W 14 minucie meczu to gospodarze wychodzą na prowadzenie. Pojedynek indywidualny napastnika z naszym bocznym obrońcą wygrywa ten pierwszy. W teoretycznie niegroźnej sytuacji uderza z ostrego kąta tuż przy bliższym słupku, przy którym stoi bramkarz. Piłka niefortunnie po jego rękach trafia do siatki.
Odpowiedź zawodników z Trzebini jest natychmiastowa. W 15 minucie dośrodkowanie Filipa Błaszczyka przytomnie wykańcza Kacper Blaszke.
2 minuty później w 17 minucie MKS wychodzi na prowadzenie 1-2. Radosław Perek decyduje się na mocny strzał z dystansu zza pola karnego. Piłka po jego uderzeniu ląduje tuż przy lewym słupku bramki.

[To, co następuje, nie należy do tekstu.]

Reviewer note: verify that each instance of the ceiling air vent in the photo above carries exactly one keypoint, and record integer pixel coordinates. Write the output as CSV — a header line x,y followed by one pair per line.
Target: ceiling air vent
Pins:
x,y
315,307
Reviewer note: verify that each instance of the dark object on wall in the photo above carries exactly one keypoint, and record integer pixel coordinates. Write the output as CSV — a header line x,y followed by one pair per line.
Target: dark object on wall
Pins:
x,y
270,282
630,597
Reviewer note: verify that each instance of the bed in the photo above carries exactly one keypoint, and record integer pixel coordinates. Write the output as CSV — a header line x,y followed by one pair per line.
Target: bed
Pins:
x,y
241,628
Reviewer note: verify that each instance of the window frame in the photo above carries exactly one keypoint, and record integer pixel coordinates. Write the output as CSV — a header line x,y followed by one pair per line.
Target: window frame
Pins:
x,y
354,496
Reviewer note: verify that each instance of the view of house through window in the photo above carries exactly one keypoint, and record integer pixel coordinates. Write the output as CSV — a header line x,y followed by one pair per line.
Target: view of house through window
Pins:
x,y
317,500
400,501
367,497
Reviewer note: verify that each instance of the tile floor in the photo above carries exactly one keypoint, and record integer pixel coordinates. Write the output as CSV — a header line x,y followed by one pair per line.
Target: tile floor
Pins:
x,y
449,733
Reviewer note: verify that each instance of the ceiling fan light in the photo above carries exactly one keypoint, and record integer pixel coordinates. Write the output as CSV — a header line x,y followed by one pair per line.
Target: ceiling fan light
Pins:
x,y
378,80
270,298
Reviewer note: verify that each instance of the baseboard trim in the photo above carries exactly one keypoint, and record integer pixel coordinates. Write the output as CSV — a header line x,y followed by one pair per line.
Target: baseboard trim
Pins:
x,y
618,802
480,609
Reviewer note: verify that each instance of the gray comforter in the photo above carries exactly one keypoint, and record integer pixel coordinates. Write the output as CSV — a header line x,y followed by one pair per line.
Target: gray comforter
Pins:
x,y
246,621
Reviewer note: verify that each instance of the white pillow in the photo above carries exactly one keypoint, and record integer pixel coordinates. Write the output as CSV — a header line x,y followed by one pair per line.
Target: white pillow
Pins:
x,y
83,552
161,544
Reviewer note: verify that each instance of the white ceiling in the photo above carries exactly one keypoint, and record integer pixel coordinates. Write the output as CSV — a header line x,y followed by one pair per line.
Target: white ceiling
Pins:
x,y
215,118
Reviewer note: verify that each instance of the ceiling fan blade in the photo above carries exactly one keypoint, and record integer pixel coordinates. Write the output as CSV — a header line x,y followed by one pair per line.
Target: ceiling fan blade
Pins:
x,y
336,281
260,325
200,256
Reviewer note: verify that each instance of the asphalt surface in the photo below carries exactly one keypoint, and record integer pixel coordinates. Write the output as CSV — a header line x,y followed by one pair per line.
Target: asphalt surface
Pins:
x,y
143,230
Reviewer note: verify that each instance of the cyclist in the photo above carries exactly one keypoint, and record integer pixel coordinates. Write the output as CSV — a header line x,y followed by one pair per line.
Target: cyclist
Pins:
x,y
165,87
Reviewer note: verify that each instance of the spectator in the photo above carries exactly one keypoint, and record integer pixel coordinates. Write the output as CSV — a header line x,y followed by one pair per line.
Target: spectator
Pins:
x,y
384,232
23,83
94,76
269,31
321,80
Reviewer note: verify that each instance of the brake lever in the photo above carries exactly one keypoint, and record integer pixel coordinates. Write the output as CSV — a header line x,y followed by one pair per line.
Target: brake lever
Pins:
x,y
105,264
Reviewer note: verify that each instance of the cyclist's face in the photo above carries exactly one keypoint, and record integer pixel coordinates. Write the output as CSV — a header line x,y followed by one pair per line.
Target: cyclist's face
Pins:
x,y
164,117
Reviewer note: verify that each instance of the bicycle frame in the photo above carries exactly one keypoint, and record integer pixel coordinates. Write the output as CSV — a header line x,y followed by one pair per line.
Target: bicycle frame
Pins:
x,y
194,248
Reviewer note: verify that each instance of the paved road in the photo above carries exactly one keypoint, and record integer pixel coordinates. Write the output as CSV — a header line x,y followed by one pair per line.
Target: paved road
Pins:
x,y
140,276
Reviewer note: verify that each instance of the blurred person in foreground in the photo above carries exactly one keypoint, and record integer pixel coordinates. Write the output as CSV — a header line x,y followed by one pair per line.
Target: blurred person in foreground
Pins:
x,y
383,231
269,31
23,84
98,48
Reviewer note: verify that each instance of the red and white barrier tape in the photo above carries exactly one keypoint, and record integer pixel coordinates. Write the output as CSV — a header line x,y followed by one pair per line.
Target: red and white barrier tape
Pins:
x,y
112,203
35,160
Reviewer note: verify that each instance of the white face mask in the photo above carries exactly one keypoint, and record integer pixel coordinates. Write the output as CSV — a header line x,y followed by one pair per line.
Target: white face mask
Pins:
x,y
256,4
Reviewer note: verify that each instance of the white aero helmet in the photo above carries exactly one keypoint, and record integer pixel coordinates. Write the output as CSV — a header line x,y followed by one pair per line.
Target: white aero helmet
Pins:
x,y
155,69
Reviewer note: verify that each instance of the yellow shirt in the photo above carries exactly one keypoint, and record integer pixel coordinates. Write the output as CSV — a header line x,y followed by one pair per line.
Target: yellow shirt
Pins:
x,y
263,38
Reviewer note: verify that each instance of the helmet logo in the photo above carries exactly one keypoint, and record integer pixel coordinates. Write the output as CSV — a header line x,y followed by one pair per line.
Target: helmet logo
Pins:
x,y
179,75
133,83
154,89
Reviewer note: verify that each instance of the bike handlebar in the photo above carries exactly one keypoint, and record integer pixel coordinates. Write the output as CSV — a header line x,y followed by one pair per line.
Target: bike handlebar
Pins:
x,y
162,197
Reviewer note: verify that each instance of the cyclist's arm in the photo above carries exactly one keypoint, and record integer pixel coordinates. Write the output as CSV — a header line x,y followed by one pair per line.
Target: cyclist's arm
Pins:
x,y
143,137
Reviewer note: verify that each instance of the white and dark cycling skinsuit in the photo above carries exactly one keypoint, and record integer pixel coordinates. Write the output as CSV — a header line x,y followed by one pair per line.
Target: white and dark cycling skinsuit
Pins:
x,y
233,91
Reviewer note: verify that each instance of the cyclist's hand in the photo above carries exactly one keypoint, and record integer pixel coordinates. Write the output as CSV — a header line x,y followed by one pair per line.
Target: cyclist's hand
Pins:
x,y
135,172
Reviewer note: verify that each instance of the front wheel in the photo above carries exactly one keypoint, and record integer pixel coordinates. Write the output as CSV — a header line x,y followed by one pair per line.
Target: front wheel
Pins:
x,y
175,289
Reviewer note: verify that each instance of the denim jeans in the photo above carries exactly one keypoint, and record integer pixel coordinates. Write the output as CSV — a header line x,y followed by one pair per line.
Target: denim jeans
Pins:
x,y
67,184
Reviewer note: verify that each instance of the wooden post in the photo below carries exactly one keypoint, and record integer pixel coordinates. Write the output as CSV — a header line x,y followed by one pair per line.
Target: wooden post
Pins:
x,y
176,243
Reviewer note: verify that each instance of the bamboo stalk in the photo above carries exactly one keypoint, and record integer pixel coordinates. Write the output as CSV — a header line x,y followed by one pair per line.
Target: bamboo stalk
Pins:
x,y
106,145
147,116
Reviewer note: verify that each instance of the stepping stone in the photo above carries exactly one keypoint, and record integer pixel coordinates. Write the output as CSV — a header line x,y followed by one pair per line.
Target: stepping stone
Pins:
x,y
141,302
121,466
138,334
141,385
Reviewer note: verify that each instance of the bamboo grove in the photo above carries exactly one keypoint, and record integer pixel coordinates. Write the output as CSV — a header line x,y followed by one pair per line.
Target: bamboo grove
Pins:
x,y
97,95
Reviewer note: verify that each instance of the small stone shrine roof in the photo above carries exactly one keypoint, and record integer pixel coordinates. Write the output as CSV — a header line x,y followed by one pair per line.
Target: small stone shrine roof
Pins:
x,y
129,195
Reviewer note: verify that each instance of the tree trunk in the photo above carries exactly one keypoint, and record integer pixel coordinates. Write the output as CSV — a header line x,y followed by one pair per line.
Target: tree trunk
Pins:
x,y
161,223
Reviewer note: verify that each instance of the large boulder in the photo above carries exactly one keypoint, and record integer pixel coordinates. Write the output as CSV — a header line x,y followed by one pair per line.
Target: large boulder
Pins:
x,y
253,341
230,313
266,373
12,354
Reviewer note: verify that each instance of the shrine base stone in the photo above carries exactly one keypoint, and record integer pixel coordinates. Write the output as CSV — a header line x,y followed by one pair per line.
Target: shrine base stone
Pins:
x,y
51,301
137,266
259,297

Tuż przed przerwą gospodarze wyrównują wynik meczu. Nieodpowiedzialne zachowanie środkowego pomocnika kończy się utratą piłki i szybką kontrą miejscowych. W pojedynku 1 na 1 z naszym bramkarzem górą wychodzi Dawid Wentrys, jednak dobitka jest już do pustej bramki.
Plan na drugą połowę jest następujący: nie dać się sprowokować ostro grającym przeciwnikom i dalej realizować zadania taktyczne.
W 58 minucie zawodnik z Witkowic otrzymuje drugą żółta, a w konsekwencji czerwoną kartkę.
W tym momencie robi się trochę luźniej na boisku, Trzebinianie mogą swobodnie operować piłką, jednak przy wielu okazjach futbolówka nie może trafić do bramki. Miejscowi zagęszczają okolice swojego pola karnego, swoich szans upatrują w szybkich i groźnych kontratakach.
W 77 minucie żółto - czarni dopinają celu i strzelają jak się okazało decydującą o losach spotkania bramkę. Radosław Perek wykorzystuje błąd bramkarza, który interweniując tuż przed swoim polem karnym wypuszcza piłkę z rąk. Z prezentu skorzystał nasz napastnik.
Zwycięstwo i gra cieszą, jednak szkoda, że nie potrafimy ustalić wyniku wcześniej, to przez głupie błędy w obronie, jak również poprzez nie wykorzystane sytuacje. Z pewnością gra byłaby spokojniejsza, mecz kosztowałby mniej nerwów i zdrowia tak zawodników jak i trenera.
W przyszłą niedzielę juniorzy MKS Trzebinia wybiorą się do Andrychowa by powalczyć z niepokonanym jak do tej pory Beskidem.